Todos os anos formam-se, em média, em Portugal entre 500 a 600 médicos dentistas.
Mas para quem sai da faculdade, as opções são basicamente duas: a medicina
privada ou a emigração. A saúde oral ainda é uma realidade muito limitada do
serviço público. Nos centros de saúde trabalham cerca de 20 dentistas. Ou seja,
um para cada meio milhão de utentes. Pela primeira vez um governo assumiu que
esta é uma prioridade e até ao final do ano arrancam experiências-piloto com
dentistas nos cuidados de saúde primários. A proposta da Ordem dos Médicos
Dentistas foi entregue ontem ao Ministério da Saúde.
Dos 20 médicos dentistas a
trabalhar para o SNS, a maioria está na região de Lisboa e Vale do Tejo, seis no
agrupamento de centros de saúde transmontano, dois na zona centro e um no
Algarve. O projeto-piloto está direcionado para responder às necessidades de uma
população economicamente mais desfavorecida e com doenças crónicas. Mas no
futuro, o que se pretende é que estes cuidados básicos, como destartarização,
desvitalização, extração de dentes ou próteses, possam chegar a todos pelo
serviço público.
"É disto que grande parte da
população precisa e que são os cuidados mais procurados. Saudamos a iniciativa
do Governo, que a concretizar-se é um avanço enorme no acesso a cuidados básicos
de saúde oral. Será cumprir os requisitos do SNS na equidade do acesso", diz ao
DN Orlando Monteiro da Silva, bastonário dos Médicos dentistas. Até agora, uma
parte da população - grávidas, crianças e jovens, idosos com complemento
solidário e doentes com VIH - tem tido acesso a estes cuidados através do
cheque-dentista, "que é importante que se mantenha, pois tem tido ganhos em
saúde consideráveis", diz o bastonário. No ano passado foram emitidos 545 mil
cheques-dentista e utilizados 413 mil. Em março entrará em vigor o alargamento
do projeto aos jovens com 18 anos. Em entrevista ao DN Henrique Botelho,
coordenador da Reforma para os Cuidados de Saúde Primários, explicou que este é
um projeto que vai continuar.
A Organização Mundial de Saúde
recomenda um médico dentistas para cada 2500 habitantes. Portugal mais que
cumpre, mas apenas no setor privado, onde existem mais de cinco mil clínicas: um
dentista para cada 1236 habitantes.

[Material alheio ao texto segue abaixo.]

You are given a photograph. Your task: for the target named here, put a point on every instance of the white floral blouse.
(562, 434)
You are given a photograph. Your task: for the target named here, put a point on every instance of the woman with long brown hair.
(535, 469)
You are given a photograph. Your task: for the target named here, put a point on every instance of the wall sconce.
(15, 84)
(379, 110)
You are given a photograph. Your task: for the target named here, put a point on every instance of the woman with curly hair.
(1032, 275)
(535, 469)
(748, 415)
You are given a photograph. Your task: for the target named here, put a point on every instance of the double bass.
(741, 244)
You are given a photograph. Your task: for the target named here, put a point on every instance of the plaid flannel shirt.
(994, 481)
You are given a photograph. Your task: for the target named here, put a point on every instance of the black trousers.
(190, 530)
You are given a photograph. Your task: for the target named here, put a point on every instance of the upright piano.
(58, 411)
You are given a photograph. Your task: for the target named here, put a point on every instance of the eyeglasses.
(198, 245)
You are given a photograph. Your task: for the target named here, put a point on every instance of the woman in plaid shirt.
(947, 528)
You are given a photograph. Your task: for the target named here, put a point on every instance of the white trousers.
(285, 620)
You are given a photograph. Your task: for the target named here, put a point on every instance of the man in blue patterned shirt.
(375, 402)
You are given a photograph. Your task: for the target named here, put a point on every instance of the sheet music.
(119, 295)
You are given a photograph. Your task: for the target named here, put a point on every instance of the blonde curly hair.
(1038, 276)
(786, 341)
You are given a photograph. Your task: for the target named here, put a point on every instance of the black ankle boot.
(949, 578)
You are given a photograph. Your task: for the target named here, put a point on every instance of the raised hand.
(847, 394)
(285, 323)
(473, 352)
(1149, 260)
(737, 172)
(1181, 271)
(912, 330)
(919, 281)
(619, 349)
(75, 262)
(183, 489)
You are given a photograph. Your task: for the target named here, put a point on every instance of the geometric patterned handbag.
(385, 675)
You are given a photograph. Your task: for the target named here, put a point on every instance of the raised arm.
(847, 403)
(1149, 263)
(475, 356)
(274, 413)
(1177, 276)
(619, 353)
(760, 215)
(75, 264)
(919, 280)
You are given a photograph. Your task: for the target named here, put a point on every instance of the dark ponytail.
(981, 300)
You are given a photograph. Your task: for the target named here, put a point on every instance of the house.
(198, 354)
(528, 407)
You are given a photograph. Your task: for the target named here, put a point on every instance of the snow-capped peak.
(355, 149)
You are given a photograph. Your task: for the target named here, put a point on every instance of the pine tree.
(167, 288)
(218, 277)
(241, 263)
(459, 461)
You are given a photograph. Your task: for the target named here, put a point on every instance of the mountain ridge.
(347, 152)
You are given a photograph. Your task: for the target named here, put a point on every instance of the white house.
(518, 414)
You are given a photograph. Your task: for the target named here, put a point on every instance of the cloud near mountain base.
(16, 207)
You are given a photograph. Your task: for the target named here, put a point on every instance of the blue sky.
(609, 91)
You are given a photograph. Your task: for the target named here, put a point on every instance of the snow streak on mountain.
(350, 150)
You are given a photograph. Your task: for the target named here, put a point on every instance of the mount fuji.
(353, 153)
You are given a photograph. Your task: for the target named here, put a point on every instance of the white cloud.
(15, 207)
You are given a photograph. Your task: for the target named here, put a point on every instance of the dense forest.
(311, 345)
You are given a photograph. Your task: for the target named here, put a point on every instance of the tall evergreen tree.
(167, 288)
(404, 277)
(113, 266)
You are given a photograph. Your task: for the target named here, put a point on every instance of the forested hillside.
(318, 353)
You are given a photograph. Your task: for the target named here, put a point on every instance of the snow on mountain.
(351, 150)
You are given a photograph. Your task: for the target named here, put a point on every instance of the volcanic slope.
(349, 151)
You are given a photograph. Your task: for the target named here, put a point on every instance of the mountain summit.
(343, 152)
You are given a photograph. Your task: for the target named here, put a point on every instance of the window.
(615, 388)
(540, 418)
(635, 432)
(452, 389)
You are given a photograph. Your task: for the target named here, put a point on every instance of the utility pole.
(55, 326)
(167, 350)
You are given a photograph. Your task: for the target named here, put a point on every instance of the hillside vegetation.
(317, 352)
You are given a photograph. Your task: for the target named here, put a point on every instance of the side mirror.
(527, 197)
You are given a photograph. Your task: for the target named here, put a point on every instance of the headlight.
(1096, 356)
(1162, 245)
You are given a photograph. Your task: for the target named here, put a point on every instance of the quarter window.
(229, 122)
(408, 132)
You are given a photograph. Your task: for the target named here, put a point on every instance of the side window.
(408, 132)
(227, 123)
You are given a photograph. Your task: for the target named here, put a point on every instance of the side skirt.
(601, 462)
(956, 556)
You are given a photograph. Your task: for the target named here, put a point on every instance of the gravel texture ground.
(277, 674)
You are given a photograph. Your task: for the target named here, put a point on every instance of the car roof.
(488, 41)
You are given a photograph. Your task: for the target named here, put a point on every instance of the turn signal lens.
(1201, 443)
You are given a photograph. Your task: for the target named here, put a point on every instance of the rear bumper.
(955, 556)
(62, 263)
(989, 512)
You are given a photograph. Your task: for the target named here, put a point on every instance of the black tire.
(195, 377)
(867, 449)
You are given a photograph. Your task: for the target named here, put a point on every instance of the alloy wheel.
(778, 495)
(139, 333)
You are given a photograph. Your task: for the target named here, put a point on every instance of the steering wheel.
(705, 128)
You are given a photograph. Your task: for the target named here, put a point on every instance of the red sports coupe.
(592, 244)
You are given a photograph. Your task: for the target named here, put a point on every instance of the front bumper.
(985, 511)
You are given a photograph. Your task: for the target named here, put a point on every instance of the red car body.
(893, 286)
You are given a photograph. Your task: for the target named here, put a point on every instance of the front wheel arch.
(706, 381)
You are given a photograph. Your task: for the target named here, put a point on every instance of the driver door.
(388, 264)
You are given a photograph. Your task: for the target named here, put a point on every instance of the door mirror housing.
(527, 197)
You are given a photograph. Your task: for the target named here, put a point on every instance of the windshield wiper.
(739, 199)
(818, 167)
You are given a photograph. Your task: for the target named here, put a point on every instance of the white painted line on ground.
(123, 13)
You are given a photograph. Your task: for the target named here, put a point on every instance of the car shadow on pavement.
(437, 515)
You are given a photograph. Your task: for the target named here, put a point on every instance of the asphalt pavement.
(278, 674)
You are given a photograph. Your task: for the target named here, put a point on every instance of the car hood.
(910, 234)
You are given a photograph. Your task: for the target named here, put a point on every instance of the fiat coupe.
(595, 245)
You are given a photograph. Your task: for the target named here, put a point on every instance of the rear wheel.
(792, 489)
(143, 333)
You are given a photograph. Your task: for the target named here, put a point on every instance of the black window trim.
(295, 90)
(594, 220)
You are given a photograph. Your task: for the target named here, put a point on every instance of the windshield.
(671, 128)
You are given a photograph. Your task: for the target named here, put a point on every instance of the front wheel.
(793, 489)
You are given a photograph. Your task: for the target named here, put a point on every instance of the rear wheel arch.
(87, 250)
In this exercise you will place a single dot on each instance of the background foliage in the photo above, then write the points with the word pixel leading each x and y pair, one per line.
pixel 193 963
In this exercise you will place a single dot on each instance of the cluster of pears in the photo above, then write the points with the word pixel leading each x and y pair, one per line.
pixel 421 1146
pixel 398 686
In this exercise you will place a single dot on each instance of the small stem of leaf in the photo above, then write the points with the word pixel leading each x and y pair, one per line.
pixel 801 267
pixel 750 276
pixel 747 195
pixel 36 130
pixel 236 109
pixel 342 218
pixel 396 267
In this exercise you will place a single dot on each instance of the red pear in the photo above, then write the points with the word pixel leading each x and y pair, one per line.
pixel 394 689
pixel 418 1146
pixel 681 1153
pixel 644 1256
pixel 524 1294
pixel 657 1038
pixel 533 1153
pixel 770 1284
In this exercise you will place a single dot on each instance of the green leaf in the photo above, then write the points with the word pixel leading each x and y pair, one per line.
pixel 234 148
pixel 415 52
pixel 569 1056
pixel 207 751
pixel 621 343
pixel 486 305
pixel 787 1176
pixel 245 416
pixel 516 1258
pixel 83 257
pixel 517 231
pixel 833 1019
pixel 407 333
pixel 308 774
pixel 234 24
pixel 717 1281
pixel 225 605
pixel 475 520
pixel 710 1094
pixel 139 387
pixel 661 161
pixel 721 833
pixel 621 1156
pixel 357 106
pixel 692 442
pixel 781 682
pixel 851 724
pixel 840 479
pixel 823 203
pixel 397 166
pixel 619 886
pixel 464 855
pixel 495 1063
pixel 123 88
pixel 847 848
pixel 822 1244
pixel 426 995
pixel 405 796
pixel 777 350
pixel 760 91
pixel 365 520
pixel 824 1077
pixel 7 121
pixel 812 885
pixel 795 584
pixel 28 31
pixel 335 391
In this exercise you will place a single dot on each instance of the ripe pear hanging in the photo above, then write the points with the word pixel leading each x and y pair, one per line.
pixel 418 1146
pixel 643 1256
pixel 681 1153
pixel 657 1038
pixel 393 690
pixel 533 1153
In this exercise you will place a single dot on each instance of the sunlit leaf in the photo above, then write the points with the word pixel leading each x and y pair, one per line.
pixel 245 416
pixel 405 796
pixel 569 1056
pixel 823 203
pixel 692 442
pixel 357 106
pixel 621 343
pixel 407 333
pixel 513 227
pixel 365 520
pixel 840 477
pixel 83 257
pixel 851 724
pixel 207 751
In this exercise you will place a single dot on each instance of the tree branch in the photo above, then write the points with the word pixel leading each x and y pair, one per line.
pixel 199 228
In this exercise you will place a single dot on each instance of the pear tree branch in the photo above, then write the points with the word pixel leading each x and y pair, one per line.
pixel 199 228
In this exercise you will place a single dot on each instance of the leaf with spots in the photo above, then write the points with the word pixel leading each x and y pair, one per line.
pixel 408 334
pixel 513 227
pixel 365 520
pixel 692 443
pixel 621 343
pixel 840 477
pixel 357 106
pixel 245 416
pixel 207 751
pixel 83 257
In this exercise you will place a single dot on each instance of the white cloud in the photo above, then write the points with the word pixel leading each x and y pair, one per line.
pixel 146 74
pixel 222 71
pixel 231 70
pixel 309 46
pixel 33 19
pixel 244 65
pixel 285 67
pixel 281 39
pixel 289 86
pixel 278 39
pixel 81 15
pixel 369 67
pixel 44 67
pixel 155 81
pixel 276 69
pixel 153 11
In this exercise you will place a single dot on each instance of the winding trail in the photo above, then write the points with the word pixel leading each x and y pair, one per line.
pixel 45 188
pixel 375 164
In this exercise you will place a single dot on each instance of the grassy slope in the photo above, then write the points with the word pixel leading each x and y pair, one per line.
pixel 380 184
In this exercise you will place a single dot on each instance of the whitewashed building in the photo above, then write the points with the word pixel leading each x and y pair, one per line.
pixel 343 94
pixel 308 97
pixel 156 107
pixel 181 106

O país tem 8500 dentistas registados na
Ordem e outros 1200 estão a trabalhar fora do país, sobretudo em Inglaterra
(59%) e França (12%). Mas a oferta traduz-se em cuidados? "Mais de 50% da
população não tem acesso a cuidados básicos. Um parte importante não os consegue
pagar e um seguro de saúde que garanta esta especialidade é caro", refere,
considerando que "deve existir um médico dentista por centro de saúde e nos
maiores mais do que um profissional".
Desde a sua criação que o SNS
nunca teve cuidados de saúde oral. "Primeiro não havia muitos profissionais,
depois foi uma opção política, possivelmente achou-se que não era fundamental.
Há a perceção que é uma especialidade que não é barata, que são precisos
recursos financeiros para equipar os espaços. É lamentável que existam
equipamentos nos cuidados de saúde primários que nunca tenham sido
aproveitados", lamenta.
Para Rui Nogueira, presidente
da associação dos médicos de família, ter dentistas nos centros de saúde deve
ser "prioridade máxima", sugerindo duas formas de o fazer: "um ter é médicos
dentistas nos quadros dos centros de saúde, a outra é fazer convenções com os
consultórios e garantir acesso direto. Temos de nos perguntar se este é um
serviço fácil de instalar e de manter? Um sistema de convenção pode garantir uma
resposta mais rápida e com menos custos. Nos centros de saúde mais periféricos e
isolados poderíamos ter o serviço. As duas soluções podem funcionar em
conjunto". O médico diz ainda que seria fundamental ter higienistas orais em
todos os centros de saúde.
Outra prioridade, aponta
Orlando Monteiro da Silva, são médicos dentistas nos hospitais públicos para
fazer equipa com os estomatologista, uma especialidade que conta com 167
profissionais a trabalhar no SNS. "Mais de 80% tem mais de 50 anos. É preciso
pensar a prazo em equipas mistas se quisermos dar uma cobertura
multidisciplinar. Precisamos de ter equipas nos hospitais para tratar traumas,
doentes operados, hemofílicos, doentes profundos que precisam de anestesia para
tratamentos dentários, cancro oral", afirma.